Page MenuHomePhabricator

templatetiger is using 1.2TB out of 8T available Tools
Closed, ResolvedPublic

Description

CC @Kolossos @Bgwhite

Please consider cleaning up large files:

$ find . -size +1024M -printf "%k %p\n" | sort -rn
23668160 public_html/dumps/svwiki-2018-06-20.txt
23645912 public_html/dumps/svwiki-2018-07-01.txt
23642716 public_html/dumps/svwiki-2018-07-20.txt
23635556 public_html/dumps/svwiki-2018-08-01.txt
23611836 public_html/dumps/svwiki-2018-08-20.txt
23552132 public_html/dumps/svwiki-2018-09-01.txt
23510144 public_html/dumps/svwiki-2018-09-20.txt
23499916 public_html/dumps/svwiki-2018-10-01.txt
23478044 public_html/dumps/svwiki-2018-10-20.txt
10375756 public_html/dumps/frwiki-2018-10-01.txt
...

Issue previously reported in:

Event Timeline

GTirloni triaged this task as High priority.Oct 31 2018, 6:37 PM
GTirloni created this task.

Additionally, templatetiger is using 271GB in its database.

Please consider truncating/trimming that data as well.

GTirloni renamed this task from templatetiger is using 911GB out of 8T available Tools to templatetiger is using 1.2TB out of 8T available Tools.Nov 27 2018, 1:15 PM

@Kolossos It's been a month and we haven't been able to get in touch with you (your email at toolserver.org is bouncing and we haven't been lucky with your talk page -- please keep your contact information up to date, if possible).

If you see this message, please help us find a permanent solution to this problem. Templatetiger is using 1.2 Terabytes of data, which is way too much for a single tool and this has been a recurring problem. Toolforge is a shared platform we would like to ensure it's available for all tool authors.

If you aren't able to look into the disk space issue yourself, are you okay with us setting up a cron job to delete files older than 30 days in the ~/public_html/dumps directory?

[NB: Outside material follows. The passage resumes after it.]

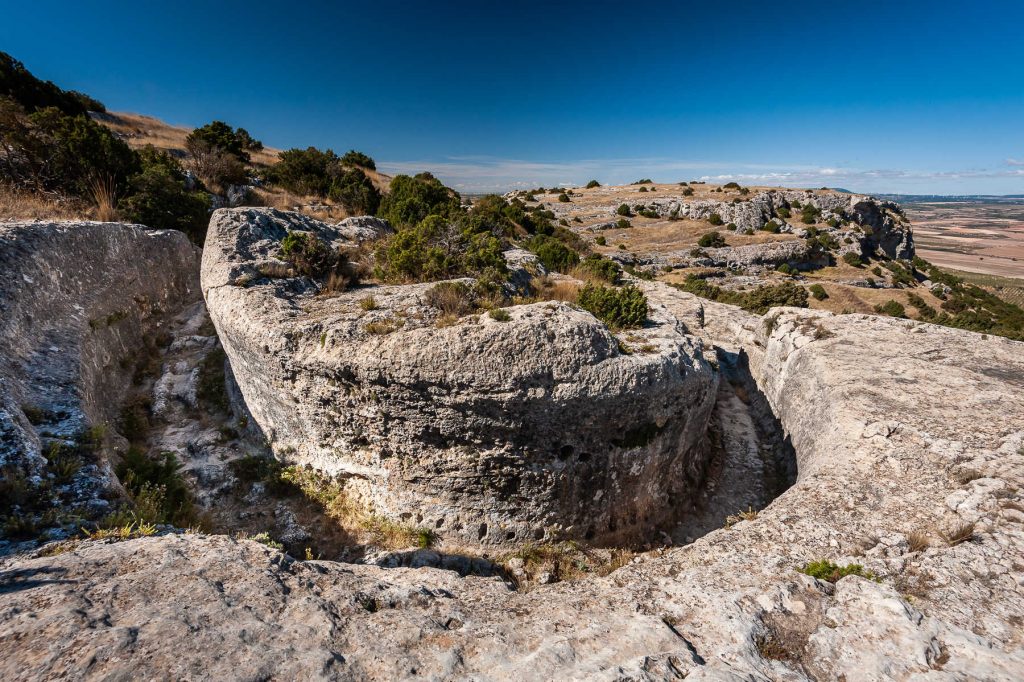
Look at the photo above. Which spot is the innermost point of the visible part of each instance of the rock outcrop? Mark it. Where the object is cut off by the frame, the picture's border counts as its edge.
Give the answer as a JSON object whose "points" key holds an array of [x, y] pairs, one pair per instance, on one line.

Finally, If you don't have the time to work on this tool anymore, could you let us know what are your future plans for it?

Mentioned in SAL (#wikimedia-cloud) [2018-12-01T02:08:24Z] <gtirloni> temporarily stopped tool (T208456)

@Kolossos please get back to us as soon as you can. I've kept the tool running and it was deemed to heavy handed. I'm sorry.

GTirloni changed the task status from Open to Stalled.Dec 1 2018, 2:23 AM
GTirloni removed a subscriber: GTirloni.Dec 1 2018, 11:00 AM
Kolossos added a subscriber: GTirloni.EditedDec 1 2018, 8:44 PM

Clean up done.

@Bgwhite : Could you please stop filling this directory until we found a solution for T184126 .

If we are together with WMF are not able to solve T184126, the tool is in my eyes dead and would only keep it running with old data for some time.

@GTirloni : A cron job would be fine for me to delete old files.

@Kolossos I've added a script cleanup.sh to the templatetiger home dir that does the following:

  • Moves files older than 30 days from the public_html/dumps folder to the public_html/dumps_archive folder
  • Deletes files older than 90 days from the public_html/dumps_archive folder

And I've configured it to run on the 1st day of each month at 8AM. Hopefully that should be enough to keep these files under control and the archiving gives you a chance to catch any files that would be deleted but are still needed. If the archiving feature isn't necessary, let me know and I can remove it from the script.

Thanks for getting back to us and sorry for all the nagging. Sometimes we can be a bit annoying when trying to keep Toolforge tidy :)

Templatetiger is now using 93GB.

GTirloni closed this task as Resolved.Dec 2 2018, 7:53 PM

@GTirloni : Thanks for the cleanup script.